Currently I'm running the tests in Arena. One game at a time (on my quad processor...).
The games are timed at 10sec+0.1sec. With that 1000 games take about 9 hours. Which makes me barely miss the finish before going to work in the morning.
I wanted to use cutechess-cli, which is both faster and enables me to run four games at a time (one for each core of my processor), but I'm having severe problems with the engines timing out, I wonder if it has to do with Java.
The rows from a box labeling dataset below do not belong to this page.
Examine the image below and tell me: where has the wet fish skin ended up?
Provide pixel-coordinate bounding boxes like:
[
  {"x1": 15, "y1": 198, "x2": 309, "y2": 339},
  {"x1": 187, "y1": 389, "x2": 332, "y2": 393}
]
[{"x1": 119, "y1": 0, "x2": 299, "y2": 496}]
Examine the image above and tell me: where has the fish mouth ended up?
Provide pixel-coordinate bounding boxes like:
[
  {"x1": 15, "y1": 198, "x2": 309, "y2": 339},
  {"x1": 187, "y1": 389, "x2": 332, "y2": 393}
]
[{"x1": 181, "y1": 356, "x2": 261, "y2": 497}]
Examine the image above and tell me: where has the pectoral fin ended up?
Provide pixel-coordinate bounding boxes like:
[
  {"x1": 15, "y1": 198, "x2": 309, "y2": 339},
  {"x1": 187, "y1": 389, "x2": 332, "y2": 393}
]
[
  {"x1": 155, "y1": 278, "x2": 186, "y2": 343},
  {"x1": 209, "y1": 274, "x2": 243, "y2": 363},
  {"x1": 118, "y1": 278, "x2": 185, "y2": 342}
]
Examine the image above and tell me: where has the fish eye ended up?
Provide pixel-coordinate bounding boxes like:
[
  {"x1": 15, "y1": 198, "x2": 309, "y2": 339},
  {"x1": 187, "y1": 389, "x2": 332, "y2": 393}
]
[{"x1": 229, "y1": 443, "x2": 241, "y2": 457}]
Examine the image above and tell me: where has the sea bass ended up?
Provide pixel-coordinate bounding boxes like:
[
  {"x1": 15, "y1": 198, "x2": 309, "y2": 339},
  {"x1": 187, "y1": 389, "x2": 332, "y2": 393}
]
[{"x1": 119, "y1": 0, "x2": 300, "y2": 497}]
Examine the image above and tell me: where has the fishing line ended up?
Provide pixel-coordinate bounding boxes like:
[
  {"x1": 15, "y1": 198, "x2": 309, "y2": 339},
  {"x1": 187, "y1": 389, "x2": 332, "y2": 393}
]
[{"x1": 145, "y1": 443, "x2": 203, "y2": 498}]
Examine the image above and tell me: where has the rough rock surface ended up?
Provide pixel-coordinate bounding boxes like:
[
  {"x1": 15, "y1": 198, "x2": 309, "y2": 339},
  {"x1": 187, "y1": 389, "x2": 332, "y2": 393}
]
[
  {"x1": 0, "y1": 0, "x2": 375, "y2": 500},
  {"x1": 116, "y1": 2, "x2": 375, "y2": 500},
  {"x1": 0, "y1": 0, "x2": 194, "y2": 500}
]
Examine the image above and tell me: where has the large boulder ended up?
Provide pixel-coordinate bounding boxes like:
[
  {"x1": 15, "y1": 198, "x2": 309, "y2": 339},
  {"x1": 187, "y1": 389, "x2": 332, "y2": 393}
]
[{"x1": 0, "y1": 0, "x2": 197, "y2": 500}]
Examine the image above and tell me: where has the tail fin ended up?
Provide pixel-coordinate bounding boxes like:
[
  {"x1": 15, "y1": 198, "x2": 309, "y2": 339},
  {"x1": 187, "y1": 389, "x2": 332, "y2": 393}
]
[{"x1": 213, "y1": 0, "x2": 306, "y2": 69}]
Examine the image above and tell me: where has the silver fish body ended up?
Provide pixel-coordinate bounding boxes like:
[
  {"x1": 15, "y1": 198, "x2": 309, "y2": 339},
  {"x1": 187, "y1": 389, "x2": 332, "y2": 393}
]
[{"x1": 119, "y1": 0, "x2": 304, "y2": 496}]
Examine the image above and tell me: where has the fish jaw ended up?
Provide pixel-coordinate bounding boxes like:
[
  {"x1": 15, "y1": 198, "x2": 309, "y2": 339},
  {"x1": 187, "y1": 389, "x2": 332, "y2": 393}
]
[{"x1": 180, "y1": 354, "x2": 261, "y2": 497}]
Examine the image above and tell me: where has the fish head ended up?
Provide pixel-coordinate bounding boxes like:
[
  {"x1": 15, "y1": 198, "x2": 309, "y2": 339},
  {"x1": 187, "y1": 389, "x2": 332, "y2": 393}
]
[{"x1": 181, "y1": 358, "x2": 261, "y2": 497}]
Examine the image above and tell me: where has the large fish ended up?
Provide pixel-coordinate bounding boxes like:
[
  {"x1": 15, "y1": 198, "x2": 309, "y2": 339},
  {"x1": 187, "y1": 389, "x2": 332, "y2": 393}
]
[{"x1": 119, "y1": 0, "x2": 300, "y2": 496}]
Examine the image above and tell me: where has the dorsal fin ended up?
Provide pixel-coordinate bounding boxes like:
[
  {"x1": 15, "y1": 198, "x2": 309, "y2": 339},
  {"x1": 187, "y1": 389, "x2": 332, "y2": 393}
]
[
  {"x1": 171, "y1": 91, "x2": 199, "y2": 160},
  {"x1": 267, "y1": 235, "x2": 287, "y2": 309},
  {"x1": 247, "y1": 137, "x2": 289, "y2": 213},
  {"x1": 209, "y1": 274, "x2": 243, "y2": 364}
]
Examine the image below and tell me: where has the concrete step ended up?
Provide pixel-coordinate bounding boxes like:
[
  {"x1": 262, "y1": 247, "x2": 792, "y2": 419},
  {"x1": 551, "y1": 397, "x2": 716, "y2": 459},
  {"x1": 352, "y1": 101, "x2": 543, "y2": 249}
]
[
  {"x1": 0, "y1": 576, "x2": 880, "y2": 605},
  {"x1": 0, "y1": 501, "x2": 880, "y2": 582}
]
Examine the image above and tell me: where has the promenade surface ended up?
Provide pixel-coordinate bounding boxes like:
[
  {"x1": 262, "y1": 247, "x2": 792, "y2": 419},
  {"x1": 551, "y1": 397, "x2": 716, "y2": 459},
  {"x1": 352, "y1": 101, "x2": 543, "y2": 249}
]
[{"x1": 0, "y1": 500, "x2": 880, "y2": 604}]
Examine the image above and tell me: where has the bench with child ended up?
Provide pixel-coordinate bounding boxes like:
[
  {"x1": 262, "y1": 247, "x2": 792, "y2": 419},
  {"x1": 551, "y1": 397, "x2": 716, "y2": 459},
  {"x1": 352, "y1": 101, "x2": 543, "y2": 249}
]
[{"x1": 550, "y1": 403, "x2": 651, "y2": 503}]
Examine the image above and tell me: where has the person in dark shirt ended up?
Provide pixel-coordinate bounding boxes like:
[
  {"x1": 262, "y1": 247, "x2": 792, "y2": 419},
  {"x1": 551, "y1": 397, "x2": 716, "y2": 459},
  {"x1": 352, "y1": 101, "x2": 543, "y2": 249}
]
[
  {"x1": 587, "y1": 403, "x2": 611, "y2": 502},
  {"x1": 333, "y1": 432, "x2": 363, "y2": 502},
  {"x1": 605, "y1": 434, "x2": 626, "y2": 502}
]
It's open source so maybe I can do something about it, we'll see.
Anyway, since I have two time windows where I can run tests, 8 hours at night, and 8 hours during the day (while at work), I should probably figure something out to fit that.
Perhaps have a self-play match first, then run a gauntlet if it turns out a new version is better.
Today's test looked like this:
Rank Name Elo + - games score draws
1 Gaviota-win64-0.84 334 34 30 606 93% 6%
2 Mediocre 1.0 -2 -60 21 20 600 43% 21%
3 Mediocre 1.0 -1 -112 20 20 613 35% 22%
4 Mediocre v0.34 -162 21 21 607 28% 19%
Mediocre -2 is the one with futility pruning, -1 also has lazy eval included. Not so successful it seems.
And Gaviota is beating the living crap out of all versions. Won't allow that for too long. :)
I'll get back on the new testing setup, time to get that stupid cutechess-cli to work somehow.